Para el director gerente del Consejo Audiovisual de Navarra, Borja Mora, las exigencias a los canales privados son "incoherentes" con la liberalización del sector (las televisiones privadas han cambiado su naturaleza jurídica y ya no son concesiones administrativas sino licencias). La Federación de Asociaciones de Periodistas de España (FAPE) asegura que ponen en cuestión la libertad editorial y de programación de las empresas. "La intención de los partidos políticos de imponer bloques electorales en las cadenas privadas es un claro intento de convertir la información libre en un altavoz de mensajes políticos, cronometrados y de dudoso interés para las audiencias", dice la FAPE. "Es una ley mordaza, una imposición de criterios a los medios de comunicación. Una barbaridad apoyada por las fuerzas parlamentarias que ya tienen un escaño y no quieren compartirlo", apunta Algarra.

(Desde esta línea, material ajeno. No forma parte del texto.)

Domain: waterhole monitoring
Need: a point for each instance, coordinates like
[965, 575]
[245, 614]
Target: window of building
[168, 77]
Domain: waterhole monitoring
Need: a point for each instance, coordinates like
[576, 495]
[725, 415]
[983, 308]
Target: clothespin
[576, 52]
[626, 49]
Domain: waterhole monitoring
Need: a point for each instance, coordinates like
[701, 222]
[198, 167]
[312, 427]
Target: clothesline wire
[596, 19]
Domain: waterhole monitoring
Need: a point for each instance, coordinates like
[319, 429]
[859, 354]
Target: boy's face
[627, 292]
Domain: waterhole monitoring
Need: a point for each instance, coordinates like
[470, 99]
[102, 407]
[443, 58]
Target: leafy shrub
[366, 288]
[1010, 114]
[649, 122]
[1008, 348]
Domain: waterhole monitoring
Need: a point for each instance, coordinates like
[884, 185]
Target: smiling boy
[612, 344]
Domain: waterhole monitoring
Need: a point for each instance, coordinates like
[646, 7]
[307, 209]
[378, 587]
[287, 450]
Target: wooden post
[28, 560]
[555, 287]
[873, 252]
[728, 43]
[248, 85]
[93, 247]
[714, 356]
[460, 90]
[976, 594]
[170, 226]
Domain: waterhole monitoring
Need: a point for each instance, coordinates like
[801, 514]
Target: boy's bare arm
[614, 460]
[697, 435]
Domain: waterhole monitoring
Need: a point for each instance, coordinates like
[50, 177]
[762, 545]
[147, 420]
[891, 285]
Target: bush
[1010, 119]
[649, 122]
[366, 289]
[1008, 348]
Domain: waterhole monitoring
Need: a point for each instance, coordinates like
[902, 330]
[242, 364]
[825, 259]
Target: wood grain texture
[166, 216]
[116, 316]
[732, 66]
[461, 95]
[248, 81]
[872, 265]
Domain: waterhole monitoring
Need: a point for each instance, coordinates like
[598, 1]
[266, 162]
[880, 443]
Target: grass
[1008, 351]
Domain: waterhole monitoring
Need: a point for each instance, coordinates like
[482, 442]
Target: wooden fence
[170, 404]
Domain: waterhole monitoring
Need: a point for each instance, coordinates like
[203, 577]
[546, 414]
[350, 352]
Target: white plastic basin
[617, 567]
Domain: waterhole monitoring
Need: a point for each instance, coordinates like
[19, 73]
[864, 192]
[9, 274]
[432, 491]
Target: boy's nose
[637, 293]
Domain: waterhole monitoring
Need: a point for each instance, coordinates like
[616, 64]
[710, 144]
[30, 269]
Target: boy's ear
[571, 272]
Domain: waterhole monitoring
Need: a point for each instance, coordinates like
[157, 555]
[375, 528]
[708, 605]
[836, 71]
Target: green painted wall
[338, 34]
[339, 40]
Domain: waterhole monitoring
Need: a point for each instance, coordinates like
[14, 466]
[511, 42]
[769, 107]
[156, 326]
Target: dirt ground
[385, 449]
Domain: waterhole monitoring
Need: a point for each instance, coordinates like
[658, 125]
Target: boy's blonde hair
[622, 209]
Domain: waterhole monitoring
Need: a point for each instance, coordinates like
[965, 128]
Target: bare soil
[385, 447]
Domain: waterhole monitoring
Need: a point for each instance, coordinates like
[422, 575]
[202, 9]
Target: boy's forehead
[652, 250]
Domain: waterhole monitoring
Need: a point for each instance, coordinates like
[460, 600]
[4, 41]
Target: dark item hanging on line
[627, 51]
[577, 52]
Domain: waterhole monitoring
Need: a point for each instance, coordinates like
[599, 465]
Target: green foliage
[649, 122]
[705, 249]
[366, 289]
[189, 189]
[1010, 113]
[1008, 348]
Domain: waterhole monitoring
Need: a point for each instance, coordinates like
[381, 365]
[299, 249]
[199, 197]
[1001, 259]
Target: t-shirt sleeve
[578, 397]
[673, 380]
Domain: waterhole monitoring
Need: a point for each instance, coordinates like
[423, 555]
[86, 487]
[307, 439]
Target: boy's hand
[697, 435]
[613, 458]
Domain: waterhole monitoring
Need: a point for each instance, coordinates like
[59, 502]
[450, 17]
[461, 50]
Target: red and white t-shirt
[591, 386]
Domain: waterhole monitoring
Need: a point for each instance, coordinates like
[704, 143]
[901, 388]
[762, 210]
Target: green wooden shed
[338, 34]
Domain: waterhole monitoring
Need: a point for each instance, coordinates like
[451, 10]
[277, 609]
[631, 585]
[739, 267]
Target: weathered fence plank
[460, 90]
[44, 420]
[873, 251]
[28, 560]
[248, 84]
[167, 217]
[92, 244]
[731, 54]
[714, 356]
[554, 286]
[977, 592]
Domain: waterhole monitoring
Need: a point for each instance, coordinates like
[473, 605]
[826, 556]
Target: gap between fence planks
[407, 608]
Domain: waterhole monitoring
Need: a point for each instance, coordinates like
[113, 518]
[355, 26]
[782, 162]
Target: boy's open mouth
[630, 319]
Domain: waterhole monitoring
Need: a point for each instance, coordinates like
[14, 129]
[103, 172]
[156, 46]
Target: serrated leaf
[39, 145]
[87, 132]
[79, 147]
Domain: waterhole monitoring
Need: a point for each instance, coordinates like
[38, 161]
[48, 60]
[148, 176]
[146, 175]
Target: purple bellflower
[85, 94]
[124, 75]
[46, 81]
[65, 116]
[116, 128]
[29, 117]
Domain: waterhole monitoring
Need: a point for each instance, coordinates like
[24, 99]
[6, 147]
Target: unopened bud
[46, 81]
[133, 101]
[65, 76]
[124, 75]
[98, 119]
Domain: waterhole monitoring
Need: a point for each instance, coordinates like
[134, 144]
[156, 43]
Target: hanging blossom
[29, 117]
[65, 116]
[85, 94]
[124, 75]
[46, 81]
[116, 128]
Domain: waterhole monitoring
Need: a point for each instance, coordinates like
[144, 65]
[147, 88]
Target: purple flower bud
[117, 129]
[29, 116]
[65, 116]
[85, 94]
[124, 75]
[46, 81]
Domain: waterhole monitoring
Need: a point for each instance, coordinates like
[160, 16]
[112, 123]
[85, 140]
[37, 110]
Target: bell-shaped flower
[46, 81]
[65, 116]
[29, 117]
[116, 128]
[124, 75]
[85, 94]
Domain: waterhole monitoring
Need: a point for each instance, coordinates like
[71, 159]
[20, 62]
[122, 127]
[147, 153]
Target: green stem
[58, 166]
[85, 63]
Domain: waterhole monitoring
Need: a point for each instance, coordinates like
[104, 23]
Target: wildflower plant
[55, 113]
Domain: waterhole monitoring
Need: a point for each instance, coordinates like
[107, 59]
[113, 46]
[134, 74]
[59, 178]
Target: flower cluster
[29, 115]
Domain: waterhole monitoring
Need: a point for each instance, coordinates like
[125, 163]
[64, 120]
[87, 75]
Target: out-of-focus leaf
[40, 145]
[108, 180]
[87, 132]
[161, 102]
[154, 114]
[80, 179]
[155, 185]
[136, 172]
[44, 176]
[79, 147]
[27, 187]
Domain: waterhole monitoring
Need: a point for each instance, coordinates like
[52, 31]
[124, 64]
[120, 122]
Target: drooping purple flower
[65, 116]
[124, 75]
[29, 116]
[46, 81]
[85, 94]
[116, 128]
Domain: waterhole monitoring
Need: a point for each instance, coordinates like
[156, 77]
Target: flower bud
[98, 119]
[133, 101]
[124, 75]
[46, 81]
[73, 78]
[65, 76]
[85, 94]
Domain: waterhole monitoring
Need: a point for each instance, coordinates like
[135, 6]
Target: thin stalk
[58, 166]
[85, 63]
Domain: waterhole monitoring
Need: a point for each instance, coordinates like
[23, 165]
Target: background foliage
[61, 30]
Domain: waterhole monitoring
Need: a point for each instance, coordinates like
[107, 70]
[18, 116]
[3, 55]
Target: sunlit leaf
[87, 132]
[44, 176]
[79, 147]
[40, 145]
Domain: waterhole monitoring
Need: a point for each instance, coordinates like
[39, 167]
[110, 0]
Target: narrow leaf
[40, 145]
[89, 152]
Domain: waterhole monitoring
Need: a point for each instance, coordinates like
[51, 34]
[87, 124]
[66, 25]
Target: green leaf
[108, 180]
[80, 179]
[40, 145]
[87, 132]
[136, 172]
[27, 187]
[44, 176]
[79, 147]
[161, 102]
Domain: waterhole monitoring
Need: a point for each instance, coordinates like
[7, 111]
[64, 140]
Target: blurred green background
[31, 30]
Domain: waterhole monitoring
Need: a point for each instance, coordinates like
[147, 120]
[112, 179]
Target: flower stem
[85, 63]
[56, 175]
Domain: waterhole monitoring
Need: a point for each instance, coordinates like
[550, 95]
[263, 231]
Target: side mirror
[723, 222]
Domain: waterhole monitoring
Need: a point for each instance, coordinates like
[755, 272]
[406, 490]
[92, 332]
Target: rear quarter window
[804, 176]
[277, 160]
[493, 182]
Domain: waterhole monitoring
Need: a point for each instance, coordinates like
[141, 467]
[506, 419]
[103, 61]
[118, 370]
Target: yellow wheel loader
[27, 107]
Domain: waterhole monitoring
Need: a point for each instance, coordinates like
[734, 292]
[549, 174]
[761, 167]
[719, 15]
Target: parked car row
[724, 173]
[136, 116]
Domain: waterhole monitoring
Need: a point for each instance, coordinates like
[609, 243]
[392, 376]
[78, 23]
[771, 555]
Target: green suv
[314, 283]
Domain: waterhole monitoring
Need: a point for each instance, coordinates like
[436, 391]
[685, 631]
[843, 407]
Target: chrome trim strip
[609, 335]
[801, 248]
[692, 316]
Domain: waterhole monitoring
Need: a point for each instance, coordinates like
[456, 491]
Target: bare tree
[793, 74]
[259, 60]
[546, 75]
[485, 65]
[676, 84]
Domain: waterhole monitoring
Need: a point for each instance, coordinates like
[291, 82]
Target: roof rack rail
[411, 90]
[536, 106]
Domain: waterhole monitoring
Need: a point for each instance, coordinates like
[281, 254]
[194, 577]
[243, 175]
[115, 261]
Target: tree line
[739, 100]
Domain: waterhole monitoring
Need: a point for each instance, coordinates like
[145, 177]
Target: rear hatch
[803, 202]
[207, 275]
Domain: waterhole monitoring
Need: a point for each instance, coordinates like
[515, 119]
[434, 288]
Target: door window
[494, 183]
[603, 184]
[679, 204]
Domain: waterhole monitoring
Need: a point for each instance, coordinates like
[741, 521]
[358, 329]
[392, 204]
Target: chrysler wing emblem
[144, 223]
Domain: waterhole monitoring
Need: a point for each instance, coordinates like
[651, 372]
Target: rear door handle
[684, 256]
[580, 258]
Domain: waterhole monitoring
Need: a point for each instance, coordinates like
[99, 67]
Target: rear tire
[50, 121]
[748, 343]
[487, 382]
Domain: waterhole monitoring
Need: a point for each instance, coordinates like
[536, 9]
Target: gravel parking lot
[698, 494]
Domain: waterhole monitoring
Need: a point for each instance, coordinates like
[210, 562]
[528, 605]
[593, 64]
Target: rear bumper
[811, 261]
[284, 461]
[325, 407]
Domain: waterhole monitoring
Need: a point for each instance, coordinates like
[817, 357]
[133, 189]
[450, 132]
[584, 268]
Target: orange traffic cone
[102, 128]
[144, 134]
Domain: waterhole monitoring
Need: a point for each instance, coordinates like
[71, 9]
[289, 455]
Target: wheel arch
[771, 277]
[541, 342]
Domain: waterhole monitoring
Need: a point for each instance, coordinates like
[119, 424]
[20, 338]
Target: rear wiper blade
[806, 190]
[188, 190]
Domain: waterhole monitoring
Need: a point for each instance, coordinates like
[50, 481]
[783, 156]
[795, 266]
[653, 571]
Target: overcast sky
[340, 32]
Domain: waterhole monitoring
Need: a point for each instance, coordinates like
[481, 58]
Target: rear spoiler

No faltan quienes piensan que la "bienintencionada" instrucción de la JEC puede caer en el vacío. "La proporcionalidad, como la pluralidad o la neutralidad informativa dependen mucho más de aspectos cualitativos que cuantitativos", subraya Borja Mora. Consciente de que nadie debe inmiscuirse en aspectos cualitativos -"cada televisión tiene su línea editorial protegida por la Constitución"- asegura que la norma no va a ser decisiva para que la información sea mejor o peor porque, en definitiva, "dependerá de la responsabilidad de las cadenas". Según Mora, la JEC deja un margen de maniobra porque habla de "atender preferentemente" a los resultados electorales.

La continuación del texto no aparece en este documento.